Mitochondrial protein alterations in a familial peripheral neuropathy caused by the V144D amino acid mutation in the sphingolipid protein, SPTLC1.

Axonal degeneration is the final common path in many neurological disorders. Subsets of neuropathies involving the sensory neuron are known as hereditary sensory neuropathies (HSNs). Hereditary sensory neuropathy type I (HSN-I) is the most common subtype of HSN with autosomal dominant inheritance. It is characterized by the progressive degeneration of the dorsal root ganglion (DRG) with clinical symptom onset between the second or third decade of life. Heterozygous mutations in the serine palmitoyltransferase (SPT) long chain subunit 1 (SPTLC1) gene were identified as the pathogenic cause of HSN-I. Ultrastructural analysis of mitochondria from HSN-I patient cells has displayed unique morphological abnormalities that are clustered to the perinucleus where they are wrapped by the endoplasmic reticulum (ER). This investigation defines a small subset of proteins with major alterations in abundance in mitochondria harvested from HSN-I mutant SPTLC1 cells. Using mitochondrial protein isolates from control and patient lymphoblasts, and a combination of 2D gel electrophoresis, immunoblotting and mass spectrometry, we have shown the increased abundance of ubiquinol-cytochrome c reductase core protein 1, an electron transport chain protein, as well as the immunoglobulin, Ig kappa chain C. The regulation of these proteins may provide a new route to understanding the cellular and molecular mechanisms underlying HSN-I.

Increased lipid droplet accumulation associated with a peripheral sensory neuropathy.
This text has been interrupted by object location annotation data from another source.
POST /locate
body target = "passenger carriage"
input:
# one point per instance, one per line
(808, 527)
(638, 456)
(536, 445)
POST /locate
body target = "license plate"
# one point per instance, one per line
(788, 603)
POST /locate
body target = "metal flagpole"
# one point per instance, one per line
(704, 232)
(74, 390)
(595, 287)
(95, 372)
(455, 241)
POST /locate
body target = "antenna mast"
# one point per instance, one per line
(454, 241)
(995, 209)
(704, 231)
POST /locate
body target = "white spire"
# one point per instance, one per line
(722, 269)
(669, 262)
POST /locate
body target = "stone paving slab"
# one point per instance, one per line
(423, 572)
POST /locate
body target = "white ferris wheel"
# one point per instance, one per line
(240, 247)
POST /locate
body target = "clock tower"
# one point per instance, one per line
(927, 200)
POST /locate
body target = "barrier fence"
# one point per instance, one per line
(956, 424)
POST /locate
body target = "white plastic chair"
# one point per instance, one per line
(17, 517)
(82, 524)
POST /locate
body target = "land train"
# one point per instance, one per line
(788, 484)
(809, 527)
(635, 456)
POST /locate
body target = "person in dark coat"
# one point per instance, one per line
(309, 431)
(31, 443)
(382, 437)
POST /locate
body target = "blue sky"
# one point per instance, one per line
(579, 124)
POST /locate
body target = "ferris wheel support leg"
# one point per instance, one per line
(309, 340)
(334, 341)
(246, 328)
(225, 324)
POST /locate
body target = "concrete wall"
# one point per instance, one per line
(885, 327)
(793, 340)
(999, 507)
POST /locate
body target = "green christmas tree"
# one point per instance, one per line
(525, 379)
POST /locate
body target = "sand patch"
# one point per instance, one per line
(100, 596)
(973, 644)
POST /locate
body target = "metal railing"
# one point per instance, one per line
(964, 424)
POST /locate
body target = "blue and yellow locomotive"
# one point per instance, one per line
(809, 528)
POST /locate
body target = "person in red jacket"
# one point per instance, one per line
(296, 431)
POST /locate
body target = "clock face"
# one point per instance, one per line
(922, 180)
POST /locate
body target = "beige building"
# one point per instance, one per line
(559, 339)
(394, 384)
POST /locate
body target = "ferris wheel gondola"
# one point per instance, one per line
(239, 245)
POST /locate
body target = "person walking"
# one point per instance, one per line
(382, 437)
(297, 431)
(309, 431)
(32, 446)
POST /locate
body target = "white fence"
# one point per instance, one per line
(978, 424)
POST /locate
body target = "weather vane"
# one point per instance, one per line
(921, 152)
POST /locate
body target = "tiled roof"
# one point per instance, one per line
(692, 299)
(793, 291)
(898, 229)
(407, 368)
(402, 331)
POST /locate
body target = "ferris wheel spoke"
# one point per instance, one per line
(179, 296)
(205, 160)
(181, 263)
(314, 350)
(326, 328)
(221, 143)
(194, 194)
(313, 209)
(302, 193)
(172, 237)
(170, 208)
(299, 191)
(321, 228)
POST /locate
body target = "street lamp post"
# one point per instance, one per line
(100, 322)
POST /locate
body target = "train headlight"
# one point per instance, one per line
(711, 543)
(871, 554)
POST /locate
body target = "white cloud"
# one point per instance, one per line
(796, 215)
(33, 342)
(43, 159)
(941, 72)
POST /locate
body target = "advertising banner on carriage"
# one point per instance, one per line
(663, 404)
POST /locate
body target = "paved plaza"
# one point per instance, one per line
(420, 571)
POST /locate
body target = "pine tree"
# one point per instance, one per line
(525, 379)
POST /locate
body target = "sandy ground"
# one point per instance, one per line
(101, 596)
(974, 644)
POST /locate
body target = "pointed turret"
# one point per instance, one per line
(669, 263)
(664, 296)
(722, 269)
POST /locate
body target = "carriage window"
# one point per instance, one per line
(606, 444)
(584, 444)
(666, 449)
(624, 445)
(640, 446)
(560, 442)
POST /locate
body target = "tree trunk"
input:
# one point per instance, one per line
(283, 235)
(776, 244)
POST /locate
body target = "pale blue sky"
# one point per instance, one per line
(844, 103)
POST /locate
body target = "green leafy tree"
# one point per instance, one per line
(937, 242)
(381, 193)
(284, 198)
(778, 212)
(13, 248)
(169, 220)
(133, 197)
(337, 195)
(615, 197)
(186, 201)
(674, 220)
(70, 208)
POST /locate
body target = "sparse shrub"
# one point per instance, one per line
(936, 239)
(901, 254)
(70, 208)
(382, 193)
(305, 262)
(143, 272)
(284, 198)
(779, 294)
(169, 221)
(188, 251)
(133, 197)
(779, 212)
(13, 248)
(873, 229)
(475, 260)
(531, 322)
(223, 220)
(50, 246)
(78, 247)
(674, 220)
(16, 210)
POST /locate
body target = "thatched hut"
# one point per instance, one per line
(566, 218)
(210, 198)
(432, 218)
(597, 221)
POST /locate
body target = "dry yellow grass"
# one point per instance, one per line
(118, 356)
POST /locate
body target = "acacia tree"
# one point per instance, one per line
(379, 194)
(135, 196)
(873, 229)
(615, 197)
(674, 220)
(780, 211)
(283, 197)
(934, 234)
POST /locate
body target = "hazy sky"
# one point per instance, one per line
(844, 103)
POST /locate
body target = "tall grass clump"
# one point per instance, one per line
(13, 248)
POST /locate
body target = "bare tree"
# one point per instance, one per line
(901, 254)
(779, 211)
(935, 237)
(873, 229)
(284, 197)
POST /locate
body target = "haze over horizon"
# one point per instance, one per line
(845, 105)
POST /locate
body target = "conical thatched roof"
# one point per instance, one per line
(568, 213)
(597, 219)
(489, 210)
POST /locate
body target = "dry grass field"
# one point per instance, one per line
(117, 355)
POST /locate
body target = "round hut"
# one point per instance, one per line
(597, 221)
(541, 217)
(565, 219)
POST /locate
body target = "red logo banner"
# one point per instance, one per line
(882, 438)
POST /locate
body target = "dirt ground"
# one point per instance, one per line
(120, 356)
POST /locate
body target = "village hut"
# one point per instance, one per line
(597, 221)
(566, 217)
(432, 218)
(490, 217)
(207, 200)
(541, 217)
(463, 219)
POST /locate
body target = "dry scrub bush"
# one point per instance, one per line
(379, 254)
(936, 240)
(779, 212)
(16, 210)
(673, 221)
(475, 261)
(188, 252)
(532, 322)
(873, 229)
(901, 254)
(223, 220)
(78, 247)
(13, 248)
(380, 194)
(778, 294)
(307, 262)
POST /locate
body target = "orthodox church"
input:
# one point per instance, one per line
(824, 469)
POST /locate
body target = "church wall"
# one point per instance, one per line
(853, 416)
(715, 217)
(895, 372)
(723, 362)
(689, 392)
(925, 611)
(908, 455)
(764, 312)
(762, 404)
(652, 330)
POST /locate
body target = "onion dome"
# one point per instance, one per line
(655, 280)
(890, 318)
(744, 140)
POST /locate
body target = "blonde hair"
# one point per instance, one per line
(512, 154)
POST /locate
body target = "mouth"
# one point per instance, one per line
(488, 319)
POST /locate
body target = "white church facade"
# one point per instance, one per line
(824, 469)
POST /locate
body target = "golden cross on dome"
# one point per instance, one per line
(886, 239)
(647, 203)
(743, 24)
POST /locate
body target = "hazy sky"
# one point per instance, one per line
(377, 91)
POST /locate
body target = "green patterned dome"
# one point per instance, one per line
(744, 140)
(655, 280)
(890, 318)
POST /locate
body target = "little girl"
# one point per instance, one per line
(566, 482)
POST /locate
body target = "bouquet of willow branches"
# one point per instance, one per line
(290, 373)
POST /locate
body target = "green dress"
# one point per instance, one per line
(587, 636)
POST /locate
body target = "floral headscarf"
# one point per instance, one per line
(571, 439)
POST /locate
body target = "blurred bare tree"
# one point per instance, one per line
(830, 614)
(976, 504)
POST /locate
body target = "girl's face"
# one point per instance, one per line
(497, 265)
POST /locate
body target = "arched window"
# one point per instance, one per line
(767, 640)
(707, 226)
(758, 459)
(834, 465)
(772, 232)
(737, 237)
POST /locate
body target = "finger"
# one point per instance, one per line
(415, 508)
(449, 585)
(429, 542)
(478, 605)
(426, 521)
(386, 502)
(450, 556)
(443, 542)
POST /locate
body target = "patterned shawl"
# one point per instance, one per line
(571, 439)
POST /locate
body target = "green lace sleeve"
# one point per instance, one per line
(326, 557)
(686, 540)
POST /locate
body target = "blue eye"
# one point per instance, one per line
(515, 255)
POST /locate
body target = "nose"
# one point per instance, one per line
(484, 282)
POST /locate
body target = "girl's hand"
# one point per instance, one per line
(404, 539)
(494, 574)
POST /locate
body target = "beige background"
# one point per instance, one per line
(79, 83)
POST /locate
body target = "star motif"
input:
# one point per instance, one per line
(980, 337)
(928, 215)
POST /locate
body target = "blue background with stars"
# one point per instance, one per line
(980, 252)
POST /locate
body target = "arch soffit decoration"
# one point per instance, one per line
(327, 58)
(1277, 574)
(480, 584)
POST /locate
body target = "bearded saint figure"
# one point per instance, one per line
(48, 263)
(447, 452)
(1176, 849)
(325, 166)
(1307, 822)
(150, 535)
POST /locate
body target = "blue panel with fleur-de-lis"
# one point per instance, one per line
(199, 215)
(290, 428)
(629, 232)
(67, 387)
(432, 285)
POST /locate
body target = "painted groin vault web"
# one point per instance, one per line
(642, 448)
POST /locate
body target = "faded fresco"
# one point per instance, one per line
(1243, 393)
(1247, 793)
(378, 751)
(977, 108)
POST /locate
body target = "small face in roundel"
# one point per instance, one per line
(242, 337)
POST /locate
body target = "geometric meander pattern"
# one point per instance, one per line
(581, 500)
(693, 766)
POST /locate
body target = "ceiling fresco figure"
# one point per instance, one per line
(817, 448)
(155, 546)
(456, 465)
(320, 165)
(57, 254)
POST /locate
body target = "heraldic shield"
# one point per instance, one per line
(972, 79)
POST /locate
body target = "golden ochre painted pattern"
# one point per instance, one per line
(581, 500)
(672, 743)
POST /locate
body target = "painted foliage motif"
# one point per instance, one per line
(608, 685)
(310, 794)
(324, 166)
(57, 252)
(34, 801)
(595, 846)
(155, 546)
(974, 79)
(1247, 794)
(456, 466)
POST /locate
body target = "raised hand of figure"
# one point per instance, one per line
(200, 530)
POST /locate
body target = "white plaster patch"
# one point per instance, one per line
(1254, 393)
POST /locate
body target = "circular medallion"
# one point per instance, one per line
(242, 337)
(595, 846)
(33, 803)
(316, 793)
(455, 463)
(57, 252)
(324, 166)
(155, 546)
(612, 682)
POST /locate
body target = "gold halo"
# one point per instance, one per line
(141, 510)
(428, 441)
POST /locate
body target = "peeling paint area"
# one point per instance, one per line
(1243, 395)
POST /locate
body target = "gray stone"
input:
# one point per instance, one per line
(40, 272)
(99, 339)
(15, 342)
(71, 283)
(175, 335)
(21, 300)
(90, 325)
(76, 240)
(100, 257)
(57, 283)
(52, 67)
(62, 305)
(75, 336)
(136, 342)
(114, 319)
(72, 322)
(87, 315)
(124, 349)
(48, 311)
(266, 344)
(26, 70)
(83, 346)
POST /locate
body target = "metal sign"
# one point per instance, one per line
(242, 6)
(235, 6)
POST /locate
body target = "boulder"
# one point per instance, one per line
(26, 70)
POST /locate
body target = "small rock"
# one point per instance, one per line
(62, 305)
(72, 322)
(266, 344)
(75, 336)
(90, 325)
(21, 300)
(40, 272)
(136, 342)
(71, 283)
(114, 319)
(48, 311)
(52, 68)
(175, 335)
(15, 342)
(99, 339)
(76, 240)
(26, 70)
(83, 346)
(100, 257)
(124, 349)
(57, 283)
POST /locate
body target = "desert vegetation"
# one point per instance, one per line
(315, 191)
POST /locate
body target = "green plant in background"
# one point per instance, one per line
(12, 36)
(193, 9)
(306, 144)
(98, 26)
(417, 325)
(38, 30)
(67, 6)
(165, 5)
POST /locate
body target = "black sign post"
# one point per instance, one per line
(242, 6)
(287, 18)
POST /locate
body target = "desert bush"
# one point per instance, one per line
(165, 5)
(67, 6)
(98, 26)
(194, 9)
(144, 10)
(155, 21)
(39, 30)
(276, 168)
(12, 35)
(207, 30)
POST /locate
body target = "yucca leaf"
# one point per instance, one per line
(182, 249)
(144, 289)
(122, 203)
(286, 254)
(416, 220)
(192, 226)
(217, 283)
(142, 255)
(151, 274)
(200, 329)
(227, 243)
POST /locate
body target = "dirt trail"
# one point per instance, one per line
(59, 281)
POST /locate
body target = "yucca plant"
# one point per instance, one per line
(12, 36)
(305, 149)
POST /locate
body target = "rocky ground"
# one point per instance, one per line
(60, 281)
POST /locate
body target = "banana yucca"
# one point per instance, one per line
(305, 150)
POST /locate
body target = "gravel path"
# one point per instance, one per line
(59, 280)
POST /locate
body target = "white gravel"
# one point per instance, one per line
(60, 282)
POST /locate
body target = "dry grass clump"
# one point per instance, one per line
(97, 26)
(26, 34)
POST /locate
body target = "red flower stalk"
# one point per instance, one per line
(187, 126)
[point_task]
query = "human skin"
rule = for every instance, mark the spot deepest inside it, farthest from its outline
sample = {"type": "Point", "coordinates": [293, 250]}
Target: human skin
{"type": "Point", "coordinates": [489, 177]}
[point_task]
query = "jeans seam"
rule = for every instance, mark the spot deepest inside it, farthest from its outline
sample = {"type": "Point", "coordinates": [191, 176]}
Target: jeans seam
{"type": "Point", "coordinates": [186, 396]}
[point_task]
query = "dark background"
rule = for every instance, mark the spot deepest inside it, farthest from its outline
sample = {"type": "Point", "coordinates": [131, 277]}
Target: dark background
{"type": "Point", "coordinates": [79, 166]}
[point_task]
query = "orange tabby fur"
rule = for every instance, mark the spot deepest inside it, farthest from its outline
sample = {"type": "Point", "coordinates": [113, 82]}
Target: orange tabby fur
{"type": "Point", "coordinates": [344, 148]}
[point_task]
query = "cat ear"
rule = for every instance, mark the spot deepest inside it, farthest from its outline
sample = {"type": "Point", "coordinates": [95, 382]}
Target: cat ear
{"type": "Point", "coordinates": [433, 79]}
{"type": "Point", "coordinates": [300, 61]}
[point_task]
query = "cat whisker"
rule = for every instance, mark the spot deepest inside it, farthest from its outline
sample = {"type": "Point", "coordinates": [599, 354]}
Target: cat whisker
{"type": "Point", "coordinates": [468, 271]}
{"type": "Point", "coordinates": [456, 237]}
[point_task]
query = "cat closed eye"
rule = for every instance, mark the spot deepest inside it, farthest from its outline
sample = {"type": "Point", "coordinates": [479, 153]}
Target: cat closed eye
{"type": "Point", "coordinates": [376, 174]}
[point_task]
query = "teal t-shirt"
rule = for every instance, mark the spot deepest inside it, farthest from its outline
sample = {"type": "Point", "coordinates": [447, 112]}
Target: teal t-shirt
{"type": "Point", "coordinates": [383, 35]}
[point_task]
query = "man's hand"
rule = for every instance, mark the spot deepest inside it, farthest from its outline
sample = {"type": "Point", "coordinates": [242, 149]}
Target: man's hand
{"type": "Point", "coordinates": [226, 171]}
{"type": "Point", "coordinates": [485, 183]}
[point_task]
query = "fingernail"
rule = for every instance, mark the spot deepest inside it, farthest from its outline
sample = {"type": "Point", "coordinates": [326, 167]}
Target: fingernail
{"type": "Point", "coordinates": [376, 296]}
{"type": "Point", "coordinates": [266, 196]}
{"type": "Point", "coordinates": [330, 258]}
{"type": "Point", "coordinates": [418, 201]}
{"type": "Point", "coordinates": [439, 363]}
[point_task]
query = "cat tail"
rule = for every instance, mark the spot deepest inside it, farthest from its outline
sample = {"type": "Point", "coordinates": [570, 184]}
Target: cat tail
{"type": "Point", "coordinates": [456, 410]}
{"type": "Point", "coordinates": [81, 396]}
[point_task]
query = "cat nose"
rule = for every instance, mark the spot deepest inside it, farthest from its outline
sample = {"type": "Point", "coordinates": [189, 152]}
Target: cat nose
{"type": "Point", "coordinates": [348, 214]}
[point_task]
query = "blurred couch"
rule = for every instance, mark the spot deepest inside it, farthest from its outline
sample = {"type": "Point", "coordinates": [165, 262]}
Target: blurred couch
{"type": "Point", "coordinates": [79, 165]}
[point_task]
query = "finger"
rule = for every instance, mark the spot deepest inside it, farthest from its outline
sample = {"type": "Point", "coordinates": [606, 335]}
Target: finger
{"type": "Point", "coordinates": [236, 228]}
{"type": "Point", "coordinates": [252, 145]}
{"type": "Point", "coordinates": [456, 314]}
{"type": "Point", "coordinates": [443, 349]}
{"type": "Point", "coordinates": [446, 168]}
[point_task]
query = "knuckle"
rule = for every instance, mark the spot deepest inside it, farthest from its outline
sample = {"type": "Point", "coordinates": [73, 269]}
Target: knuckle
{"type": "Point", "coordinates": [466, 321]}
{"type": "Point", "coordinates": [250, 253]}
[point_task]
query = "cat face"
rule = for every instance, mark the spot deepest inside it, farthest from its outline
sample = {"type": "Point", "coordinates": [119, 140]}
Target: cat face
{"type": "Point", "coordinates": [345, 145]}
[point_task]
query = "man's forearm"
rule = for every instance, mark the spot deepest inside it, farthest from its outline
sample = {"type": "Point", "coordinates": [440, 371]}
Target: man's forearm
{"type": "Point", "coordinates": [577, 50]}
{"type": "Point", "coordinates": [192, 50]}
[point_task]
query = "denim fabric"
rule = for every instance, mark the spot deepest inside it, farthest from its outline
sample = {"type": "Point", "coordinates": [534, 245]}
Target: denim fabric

Hereditary sensory neuropathy type 1 (HSN-1) is an autosomal dominant neurodegenerative disease caused by missense mutations in the SPTLC1 gene. The SPTLC1 protein is part of the SPT enzyme which is a ubiquitously expressed, critical and thus highly regulated endoplasmic reticulum bound membrane enzyme that maintains sphingolipid concentrations and thus contributes to lipid metabolism, signalling, and membrane structural functions. Lipid droplets are dynamic organelles containing sphingolipids and membrane bound proteins surrounding a core of neutral lipids, and thus mediate the intracellular transport of these specific molecules. Current literature suggests that there are increased numbers of lipid droplets and alterations of lipid metabolism in a variety of other autosomal dominant neurodegenerative diseases, including Alzheimer's and Parkinson's disease. This study establishes for the first time, a significant increase in the presence of lipid droplets in HSN-1 patient-derived lymphoblasts, indicating a potential connection between lipid droplets and the pathomechanism of HSN-1. However, the expression of adipophilin (ADFP), which has been implicated in the regulation of lipid metabolism, was not altered in lipid droplets from the HSN-1 patient-derived lymphoblasts. This appears to be the first report of increased lipid body accumulation in a peripheral neuropathy, suggesting a fundamental molecular linkage between a number of neurodegenerative diseases.